With a surge of will that felt like it was tearing her soul in two, she did the opposite of what the plague wanted. Instead of surrendering, she pushed. Instead of absorbing, she projected. She didn't try to fight the tide; she tried to find its source. She followed the current of despair backward, tracing the river of apathy to its polluted spring. The psychic pressure intensified a thousandfold. It felt like her skull was being crushed in a vice. Her vision in the real world went white, then black. Her body convulsed.

Amber cried out in horror, holding her down, watching as the Aspect tattoos on Elara's arms, once a soft silver, began to glow with a frantic, pained light. The air in the room grew cold, frost beginning to creep across the nearby metal surfaces.

Deeper and deeper Elara dove, past the surrendered minds of the city's populace, past the layers of passive acceptance. She was moving against the current, a single salmon swimming up a waterfall of pure nihilism. The pressure was immense, the roar of the collective will to end deafening. She felt her own consciousness flickering, the anchor of her memory beginning to dissolve. She was losing herself. She was becoming just another voice in the chorus.

Just as she was about to be consumed, she broke through.

She found the heart of the plague.

It wasn't a place. It was a consciousness. A single, brilliant, and utterly malevolent will that acted as the nexus for the entire network. It was a mind of vast power and chilling clarity, a spider at the center of a web that covered the entire city. And in that instant of contact, the nexus noticed her. A tendril of pure, focused awareness, sharper and more powerful than anything she had ever encountered, lashed out and speared her mind.

It wasn't an attack. It was an invitation.

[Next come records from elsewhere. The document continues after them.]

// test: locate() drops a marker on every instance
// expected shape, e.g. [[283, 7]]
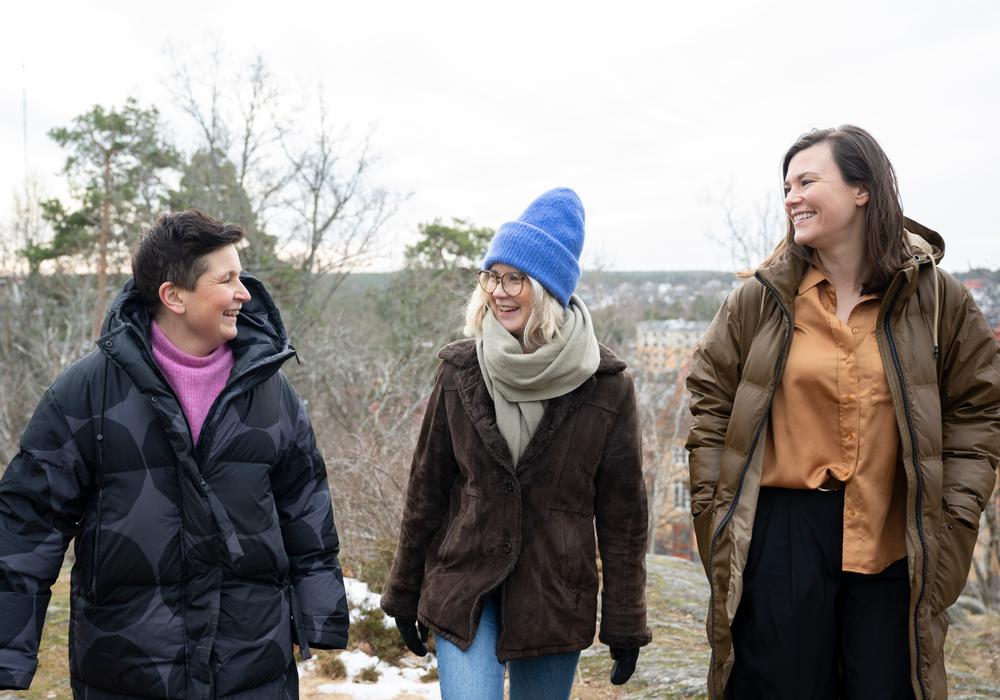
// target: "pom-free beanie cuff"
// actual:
[[544, 242], [535, 253]]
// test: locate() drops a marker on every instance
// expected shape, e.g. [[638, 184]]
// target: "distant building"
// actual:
[[664, 346], [674, 535]]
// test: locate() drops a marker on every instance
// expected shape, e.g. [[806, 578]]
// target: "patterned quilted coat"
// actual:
[[197, 566]]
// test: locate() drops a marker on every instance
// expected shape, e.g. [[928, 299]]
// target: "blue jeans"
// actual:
[[477, 675]]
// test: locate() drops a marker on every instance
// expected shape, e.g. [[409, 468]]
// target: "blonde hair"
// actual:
[[544, 320]]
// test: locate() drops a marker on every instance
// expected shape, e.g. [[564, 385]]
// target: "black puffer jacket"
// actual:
[[191, 560]]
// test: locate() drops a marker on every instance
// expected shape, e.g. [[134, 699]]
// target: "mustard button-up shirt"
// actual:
[[832, 416]]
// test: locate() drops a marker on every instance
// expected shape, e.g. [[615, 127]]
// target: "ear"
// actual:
[[172, 298]]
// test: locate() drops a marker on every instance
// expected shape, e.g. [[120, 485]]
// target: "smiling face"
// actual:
[[826, 212], [511, 311], [204, 318]]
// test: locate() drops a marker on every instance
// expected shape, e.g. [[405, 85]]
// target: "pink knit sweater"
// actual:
[[197, 381]]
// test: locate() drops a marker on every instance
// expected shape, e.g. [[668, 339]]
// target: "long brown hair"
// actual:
[[861, 161]]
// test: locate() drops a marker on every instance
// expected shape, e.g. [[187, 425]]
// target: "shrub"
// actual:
[[330, 664], [383, 642]]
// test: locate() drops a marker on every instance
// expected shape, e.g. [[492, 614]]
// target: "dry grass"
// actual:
[[673, 666]]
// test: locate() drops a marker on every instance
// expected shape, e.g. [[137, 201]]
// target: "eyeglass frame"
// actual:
[[501, 280]]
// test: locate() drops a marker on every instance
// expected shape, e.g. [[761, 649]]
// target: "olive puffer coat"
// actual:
[[947, 405], [197, 566], [474, 523]]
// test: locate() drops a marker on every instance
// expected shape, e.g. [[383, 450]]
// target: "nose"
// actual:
[[792, 197], [242, 293]]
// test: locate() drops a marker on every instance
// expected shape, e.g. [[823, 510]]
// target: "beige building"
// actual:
[[664, 346]]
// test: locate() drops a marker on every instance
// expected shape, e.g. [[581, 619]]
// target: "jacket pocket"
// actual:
[[703, 534], [956, 543], [568, 548]]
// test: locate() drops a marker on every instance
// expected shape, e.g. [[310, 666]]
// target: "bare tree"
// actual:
[[337, 215], [749, 238]]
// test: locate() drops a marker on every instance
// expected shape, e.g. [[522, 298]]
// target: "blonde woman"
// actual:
[[530, 437]]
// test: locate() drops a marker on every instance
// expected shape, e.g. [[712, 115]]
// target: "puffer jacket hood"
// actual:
[[197, 565], [943, 368]]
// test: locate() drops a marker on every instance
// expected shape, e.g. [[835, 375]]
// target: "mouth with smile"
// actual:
[[801, 216], [507, 309]]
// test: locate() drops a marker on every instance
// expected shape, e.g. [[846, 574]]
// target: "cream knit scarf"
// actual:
[[518, 383]]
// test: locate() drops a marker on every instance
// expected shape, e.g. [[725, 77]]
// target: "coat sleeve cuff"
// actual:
[[398, 606], [16, 678], [626, 641]]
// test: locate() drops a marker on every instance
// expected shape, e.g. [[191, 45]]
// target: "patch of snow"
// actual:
[[361, 598], [393, 681]]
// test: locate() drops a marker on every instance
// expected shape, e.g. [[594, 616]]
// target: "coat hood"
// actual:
[[925, 246]]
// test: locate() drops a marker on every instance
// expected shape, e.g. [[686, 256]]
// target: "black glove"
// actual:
[[414, 635], [624, 664]]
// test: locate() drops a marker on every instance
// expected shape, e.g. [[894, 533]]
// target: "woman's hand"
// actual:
[[624, 664], [414, 636]]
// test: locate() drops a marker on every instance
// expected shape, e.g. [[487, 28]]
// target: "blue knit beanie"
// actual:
[[545, 242]]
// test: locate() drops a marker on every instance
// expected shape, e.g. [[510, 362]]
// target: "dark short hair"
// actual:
[[861, 160], [173, 251]]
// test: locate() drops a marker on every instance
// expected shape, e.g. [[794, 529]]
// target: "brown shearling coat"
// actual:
[[473, 523], [947, 413]]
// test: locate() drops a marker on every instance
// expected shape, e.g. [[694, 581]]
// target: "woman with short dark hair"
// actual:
[[846, 437]]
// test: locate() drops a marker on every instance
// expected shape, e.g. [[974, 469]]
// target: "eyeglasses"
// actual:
[[512, 282]]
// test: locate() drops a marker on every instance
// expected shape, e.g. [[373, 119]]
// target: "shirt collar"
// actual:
[[812, 277]]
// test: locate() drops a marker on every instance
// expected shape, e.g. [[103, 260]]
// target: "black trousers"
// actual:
[[805, 630]]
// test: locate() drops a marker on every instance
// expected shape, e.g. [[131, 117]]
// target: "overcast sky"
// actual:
[[653, 112]]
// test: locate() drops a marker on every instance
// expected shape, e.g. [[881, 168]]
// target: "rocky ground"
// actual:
[[673, 666]]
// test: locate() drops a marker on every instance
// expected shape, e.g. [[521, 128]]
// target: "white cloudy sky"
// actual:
[[652, 111]]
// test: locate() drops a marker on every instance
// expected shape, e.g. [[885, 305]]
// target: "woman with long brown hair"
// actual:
[[846, 437]]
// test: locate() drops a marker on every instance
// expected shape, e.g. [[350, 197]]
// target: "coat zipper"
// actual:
[[100, 486], [920, 487], [778, 369]]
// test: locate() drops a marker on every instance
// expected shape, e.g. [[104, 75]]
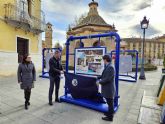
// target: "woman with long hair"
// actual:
[[26, 76]]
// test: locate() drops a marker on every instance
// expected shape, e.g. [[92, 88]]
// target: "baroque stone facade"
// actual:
[[92, 24]]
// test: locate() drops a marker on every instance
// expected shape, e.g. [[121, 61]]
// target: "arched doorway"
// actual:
[[98, 43]]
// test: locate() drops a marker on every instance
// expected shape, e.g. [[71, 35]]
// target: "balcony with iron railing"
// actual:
[[19, 18]]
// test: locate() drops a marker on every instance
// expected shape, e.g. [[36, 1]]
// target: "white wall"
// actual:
[[9, 63]]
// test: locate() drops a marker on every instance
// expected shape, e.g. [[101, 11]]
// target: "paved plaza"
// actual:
[[133, 106]]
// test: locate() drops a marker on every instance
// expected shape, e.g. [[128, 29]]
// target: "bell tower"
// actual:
[[48, 35]]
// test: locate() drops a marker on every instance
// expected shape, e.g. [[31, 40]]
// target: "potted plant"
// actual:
[[163, 69]]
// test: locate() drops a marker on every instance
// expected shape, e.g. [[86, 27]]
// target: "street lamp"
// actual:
[[144, 25]]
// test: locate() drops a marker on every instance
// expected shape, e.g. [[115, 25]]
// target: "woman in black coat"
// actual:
[[26, 77]]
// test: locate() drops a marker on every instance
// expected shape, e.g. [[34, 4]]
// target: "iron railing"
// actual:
[[18, 17]]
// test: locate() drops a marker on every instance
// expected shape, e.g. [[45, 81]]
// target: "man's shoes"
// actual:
[[57, 100], [26, 106], [28, 103], [107, 119], [50, 103], [106, 114]]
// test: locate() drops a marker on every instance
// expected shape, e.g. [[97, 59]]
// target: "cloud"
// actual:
[[125, 14]]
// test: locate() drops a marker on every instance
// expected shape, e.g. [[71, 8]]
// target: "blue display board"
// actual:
[[102, 107], [89, 60]]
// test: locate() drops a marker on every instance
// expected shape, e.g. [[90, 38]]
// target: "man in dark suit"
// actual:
[[55, 71], [106, 80]]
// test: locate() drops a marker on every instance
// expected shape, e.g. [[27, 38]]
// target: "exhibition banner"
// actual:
[[89, 60], [125, 64]]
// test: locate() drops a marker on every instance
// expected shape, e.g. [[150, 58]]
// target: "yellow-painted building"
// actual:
[[21, 25], [153, 48]]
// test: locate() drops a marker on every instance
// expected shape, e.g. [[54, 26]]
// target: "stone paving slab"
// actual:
[[149, 116], [12, 104]]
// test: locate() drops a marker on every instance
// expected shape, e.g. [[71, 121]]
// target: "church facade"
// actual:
[[93, 23], [21, 25]]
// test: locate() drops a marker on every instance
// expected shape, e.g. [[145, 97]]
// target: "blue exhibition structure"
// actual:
[[67, 97], [129, 77]]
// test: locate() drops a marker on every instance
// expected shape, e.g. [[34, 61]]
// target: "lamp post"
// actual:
[[144, 25]]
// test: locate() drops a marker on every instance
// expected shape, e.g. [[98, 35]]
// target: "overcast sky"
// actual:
[[125, 14]]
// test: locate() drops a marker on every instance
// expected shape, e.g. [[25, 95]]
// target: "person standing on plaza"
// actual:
[[55, 71], [106, 80], [26, 76]]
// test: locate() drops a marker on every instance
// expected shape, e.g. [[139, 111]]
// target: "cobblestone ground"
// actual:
[[12, 103]]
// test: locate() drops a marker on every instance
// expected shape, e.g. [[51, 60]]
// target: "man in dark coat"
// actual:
[[108, 86], [26, 77], [55, 71]]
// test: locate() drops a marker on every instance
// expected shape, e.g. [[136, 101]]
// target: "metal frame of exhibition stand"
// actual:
[[102, 107], [45, 74], [127, 77]]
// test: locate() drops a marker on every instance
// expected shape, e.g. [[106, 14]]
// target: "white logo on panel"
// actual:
[[74, 82]]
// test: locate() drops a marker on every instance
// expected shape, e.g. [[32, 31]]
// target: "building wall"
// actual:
[[154, 49], [8, 41]]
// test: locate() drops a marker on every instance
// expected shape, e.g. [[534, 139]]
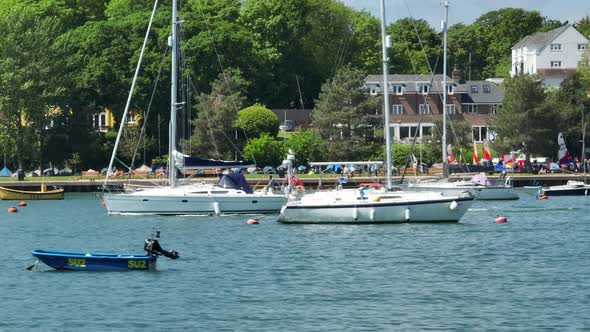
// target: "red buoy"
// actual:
[[500, 219]]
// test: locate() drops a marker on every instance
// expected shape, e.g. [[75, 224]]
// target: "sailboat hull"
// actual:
[[398, 208], [179, 202]]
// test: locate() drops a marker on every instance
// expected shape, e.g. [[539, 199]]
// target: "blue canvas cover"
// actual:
[[5, 172], [235, 181]]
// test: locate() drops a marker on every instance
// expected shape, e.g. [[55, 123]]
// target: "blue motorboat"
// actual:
[[81, 261]]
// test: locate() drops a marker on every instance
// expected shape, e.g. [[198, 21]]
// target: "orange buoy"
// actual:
[[500, 219]]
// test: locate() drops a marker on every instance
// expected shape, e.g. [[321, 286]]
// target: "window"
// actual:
[[424, 88], [450, 109], [424, 109], [450, 89]]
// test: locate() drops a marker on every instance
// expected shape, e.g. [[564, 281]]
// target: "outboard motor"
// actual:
[[152, 246]]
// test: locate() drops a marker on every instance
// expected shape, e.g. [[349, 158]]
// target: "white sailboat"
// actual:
[[232, 195], [369, 205], [479, 185]]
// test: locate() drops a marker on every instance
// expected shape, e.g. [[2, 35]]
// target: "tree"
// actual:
[[345, 116], [416, 47], [525, 120], [215, 123], [307, 146], [257, 120], [265, 150], [30, 79]]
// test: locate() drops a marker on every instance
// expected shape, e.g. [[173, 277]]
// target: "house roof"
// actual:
[[494, 96], [556, 72], [541, 38], [411, 82]]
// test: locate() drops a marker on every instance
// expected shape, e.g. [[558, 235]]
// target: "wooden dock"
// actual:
[[95, 185]]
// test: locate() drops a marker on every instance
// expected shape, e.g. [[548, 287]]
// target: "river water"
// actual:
[[529, 274]]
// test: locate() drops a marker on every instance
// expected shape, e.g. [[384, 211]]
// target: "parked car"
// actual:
[[268, 170]]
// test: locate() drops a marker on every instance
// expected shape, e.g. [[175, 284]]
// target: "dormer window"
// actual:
[[424, 88], [450, 89], [397, 89]]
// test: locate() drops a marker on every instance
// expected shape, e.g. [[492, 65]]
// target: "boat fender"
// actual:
[[500, 219], [453, 205]]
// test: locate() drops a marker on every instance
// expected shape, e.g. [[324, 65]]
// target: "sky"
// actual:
[[467, 11]]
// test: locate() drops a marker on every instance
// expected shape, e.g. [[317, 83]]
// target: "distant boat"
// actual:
[[80, 261], [571, 188], [43, 194]]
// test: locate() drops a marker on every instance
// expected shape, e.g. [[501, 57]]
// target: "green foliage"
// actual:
[[265, 150], [257, 120], [526, 120], [344, 116], [217, 112]]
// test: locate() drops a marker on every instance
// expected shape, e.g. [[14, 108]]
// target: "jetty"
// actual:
[[80, 184]]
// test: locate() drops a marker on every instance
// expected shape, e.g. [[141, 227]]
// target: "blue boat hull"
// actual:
[[78, 261]]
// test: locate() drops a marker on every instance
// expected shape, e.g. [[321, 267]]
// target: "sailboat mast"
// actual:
[[173, 97], [444, 138], [386, 111]]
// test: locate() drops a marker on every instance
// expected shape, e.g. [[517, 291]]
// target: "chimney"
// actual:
[[457, 74]]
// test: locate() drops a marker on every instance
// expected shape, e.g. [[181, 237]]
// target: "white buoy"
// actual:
[[453, 205]]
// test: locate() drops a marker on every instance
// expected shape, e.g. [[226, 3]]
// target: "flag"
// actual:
[[450, 154], [486, 151], [475, 156], [295, 181], [563, 155]]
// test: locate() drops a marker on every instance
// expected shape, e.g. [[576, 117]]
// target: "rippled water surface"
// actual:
[[528, 274]]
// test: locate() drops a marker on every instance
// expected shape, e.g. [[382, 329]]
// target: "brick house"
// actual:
[[413, 95]]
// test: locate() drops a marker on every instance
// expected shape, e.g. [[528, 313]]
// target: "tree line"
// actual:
[[62, 61]]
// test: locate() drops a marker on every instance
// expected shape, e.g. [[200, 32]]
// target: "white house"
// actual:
[[553, 54]]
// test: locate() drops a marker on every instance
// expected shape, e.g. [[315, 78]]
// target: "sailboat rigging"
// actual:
[[367, 205], [232, 195]]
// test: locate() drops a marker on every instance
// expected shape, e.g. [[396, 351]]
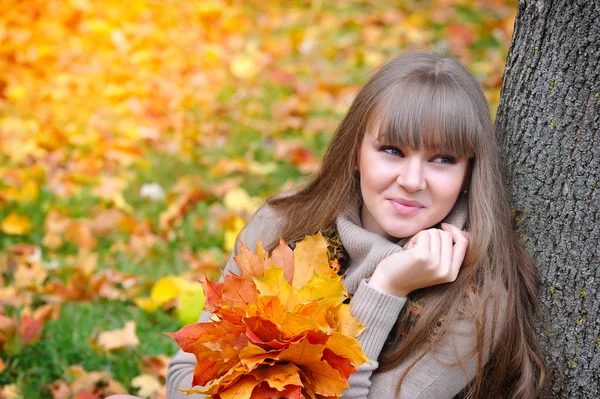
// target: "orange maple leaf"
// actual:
[[280, 329]]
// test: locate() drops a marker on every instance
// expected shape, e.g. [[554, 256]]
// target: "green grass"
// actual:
[[66, 342]]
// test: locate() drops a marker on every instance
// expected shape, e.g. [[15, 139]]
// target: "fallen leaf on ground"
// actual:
[[115, 339]]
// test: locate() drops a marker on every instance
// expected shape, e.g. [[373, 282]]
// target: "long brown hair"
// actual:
[[422, 99]]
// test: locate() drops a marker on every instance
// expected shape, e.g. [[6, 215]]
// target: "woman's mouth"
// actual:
[[405, 207]]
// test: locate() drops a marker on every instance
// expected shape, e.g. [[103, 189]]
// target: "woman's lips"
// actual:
[[404, 208]]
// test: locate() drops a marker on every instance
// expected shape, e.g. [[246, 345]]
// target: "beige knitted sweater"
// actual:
[[431, 377]]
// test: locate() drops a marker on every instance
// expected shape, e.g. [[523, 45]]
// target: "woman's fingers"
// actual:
[[446, 251], [435, 246]]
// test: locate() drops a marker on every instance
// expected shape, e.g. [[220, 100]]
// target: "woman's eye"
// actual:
[[391, 150], [444, 159]]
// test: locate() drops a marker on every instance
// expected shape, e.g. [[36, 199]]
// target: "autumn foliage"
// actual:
[[281, 329]]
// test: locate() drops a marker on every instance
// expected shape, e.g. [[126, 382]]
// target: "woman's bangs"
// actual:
[[427, 114]]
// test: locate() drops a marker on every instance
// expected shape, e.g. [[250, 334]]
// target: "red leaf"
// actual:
[[238, 291], [342, 364]]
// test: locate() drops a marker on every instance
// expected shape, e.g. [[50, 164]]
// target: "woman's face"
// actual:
[[406, 190]]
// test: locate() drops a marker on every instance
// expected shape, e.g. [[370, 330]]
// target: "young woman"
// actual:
[[412, 167]]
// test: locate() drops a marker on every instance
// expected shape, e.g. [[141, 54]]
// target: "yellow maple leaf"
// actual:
[[244, 67], [310, 256], [15, 224], [274, 284], [115, 339]]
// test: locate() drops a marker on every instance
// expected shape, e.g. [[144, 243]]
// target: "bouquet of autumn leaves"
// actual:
[[281, 329]]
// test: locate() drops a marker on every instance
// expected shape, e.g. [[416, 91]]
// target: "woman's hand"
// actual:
[[430, 257]]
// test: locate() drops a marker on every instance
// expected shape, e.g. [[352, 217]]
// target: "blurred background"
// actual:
[[138, 137]]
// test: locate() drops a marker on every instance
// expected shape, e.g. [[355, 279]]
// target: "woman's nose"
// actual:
[[411, 175]]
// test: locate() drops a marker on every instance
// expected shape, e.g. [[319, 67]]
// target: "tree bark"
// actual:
[[548, 124]]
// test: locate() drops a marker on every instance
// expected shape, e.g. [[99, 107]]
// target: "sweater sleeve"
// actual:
[[378, 312], [181, 367]]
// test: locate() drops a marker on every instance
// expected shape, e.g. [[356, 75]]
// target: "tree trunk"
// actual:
[[548, 123]]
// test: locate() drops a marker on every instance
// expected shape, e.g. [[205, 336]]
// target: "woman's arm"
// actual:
[[443, 372], [378, 312]]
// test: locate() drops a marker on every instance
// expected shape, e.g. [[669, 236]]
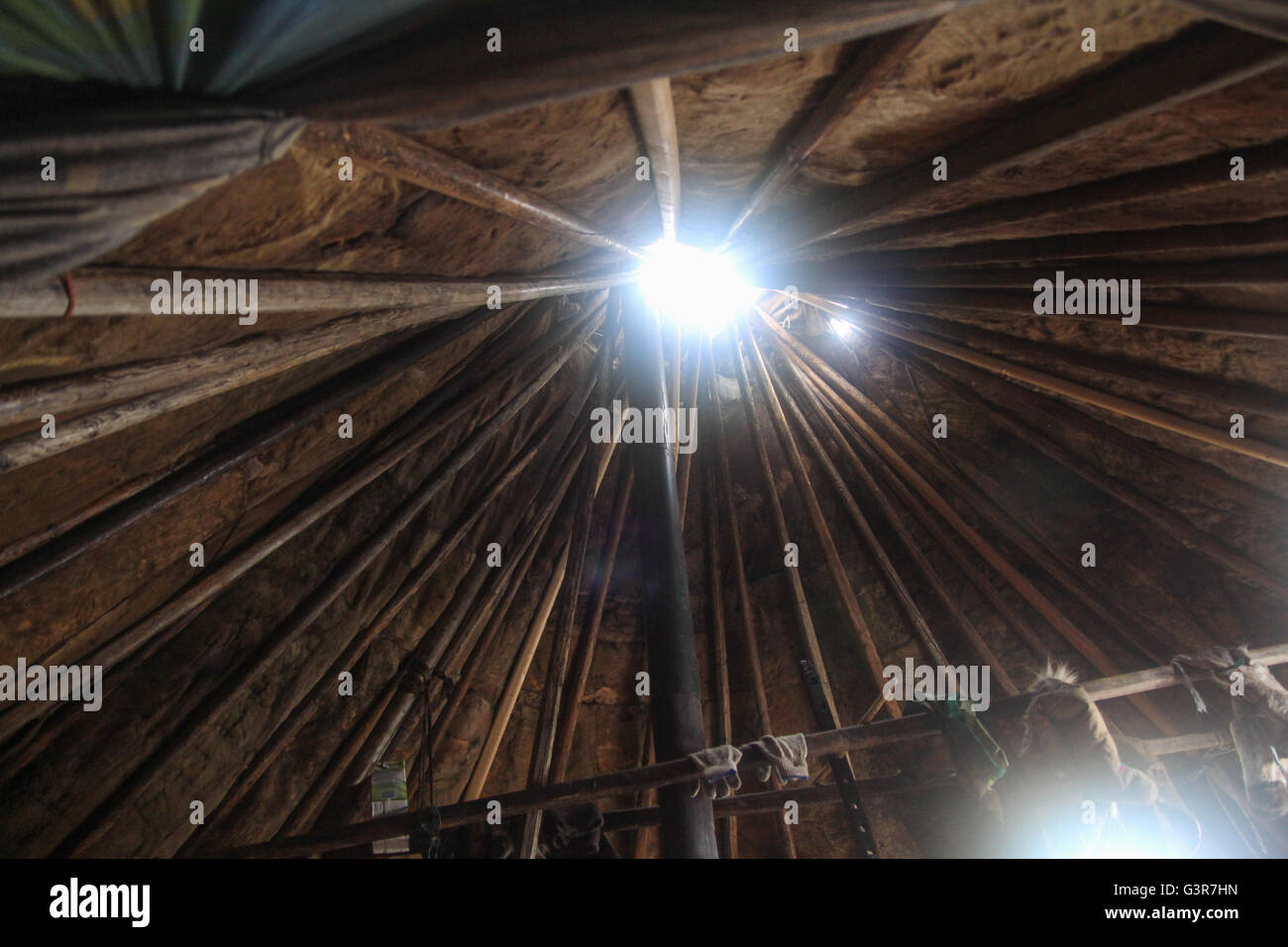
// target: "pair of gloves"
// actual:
[[785, 758]]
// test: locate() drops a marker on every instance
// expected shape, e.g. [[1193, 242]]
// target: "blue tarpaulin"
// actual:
[[149, 44]]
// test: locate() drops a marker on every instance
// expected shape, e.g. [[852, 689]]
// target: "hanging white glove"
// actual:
[[719, 766]]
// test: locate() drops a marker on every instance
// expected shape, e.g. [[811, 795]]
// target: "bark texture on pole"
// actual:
[[688, 827]]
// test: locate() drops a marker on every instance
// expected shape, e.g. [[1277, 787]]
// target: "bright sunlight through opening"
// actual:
[[696, 289]]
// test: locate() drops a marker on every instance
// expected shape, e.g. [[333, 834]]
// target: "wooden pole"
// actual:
[[1216, 437], [1068, 247], [518, 673], [818, 521], [724, 480], [468, 612], [254, 436], [571, 709], [845, 272], [441, 73], [128, 291], [357, 647], [1155, 183], [406, 158], [927, 574], [910, 544], [682, 771], [773, 801], [219, 578], [874, 60], [900, 468], [1201, 60], [429, 652], [656, 115], [1019, 305], [297, 622], [1173, 523], [726, 832], [824, 703], [668, 616]]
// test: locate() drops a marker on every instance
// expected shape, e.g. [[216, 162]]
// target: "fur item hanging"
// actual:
[[1065, 731], [1260, 712], [1263, 777]]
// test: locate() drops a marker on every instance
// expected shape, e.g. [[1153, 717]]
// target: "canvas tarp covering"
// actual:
[[117, 170]]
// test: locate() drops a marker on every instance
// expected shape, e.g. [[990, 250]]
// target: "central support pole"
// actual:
[[688, 826]]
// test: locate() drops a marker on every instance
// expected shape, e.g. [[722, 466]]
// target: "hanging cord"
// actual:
[[71, 294], [954, 712]]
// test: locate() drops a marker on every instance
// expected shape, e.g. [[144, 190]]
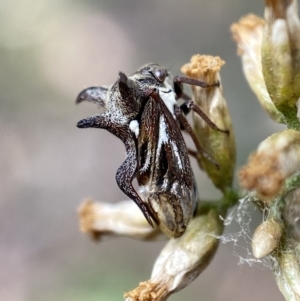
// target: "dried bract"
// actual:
[[120, 219], [182, 260], [211, 101], [248, 33], [281, 54], [276, 158], [291, 214], [266, 238]]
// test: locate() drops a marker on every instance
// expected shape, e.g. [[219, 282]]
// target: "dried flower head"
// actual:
[[248, 33], [276, 158], [182, 259], [266, 238], [120, 219], [211, 101]]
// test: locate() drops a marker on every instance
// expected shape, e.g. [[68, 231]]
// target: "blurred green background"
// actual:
[[49, 52]]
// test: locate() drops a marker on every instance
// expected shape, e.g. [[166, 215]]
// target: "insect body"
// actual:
[[141, 110]]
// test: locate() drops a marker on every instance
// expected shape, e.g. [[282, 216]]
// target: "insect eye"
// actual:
[[160, 74]]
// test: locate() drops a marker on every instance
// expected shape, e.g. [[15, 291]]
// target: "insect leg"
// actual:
[[190, 105], [96, 121], [126, 172], [184, 123], [96, 95]]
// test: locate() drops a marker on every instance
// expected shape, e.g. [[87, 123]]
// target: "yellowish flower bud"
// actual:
[[248, 33], [182, 259], [281, 54], [266, 238], [276, 158], [213, 104], [120, 219]]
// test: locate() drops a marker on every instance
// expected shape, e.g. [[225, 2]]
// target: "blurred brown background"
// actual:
[[49, 51]]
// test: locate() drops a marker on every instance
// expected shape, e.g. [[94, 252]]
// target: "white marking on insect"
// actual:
[[134, 127], [163, 136], [168, 96]]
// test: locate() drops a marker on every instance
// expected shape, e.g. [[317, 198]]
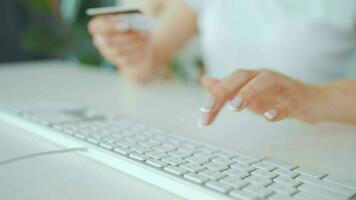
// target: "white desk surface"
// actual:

The crushing pressure vanished, replaced by a feeling of serene, absolute calm. The roaring chorus became a single, clear voice. And in her mind's eye, an image formed, not as a memory, but as a direct, unfiltered transmission. She saw a face, smiling with gentle, paternal warmth. A face she knew from every news broadcast and public statue in Aethelburg. A face that represented wisdom, power, and the city's unwavering stability.

It was the face of Arch-Mage Moros.

His smile was not one of malice, but of profound, heartbreaking pity. It was the look of a doctor about to administer a merciful poison. The image held for a single, eternal second, a perfect, horrifying portrait of the enemy. He saw her. He knew what she was doing. And he was not afraid. He was welcoming her to his new world.

The connection shattered.

Elara's body went limp in Amber's arms, her head lolling to the side. The frost on the walls receded. The frantic light of her Aspect tattoos faded back to a dull, exhausted silver. For a terrifying moment, she was completely still, not even breathing. Then, with a ragged, gasping inhale, her eyes fluttered open. They were wide with a terror so absolute it transcended words.

"Amber…" she rasped, her voice a dry, broken thing. "I know who it is."

Amber leaned in, her own heart pounding with fear and relief. "Who? Elara, who is doing this?"

Elara's gaze was fixed on a point beyond the ceiling, on the smiling face that was now burned into her soul. She tried to form the name, to give voice to the monster at the center of the web. But the psychic backlash had been too great. The world swam in a haze of grey, the weight of the city's despair crashing back down on her, heavier than before. Her consciousness, already frayed, finally snapped under the strain. Her eyes rolled back into her head, and she collapsed against Amber, her mind sinking not into a void, but into a turbulent, nightmare-ridden sleep where the smiling face of Moros waited for her in the darkness.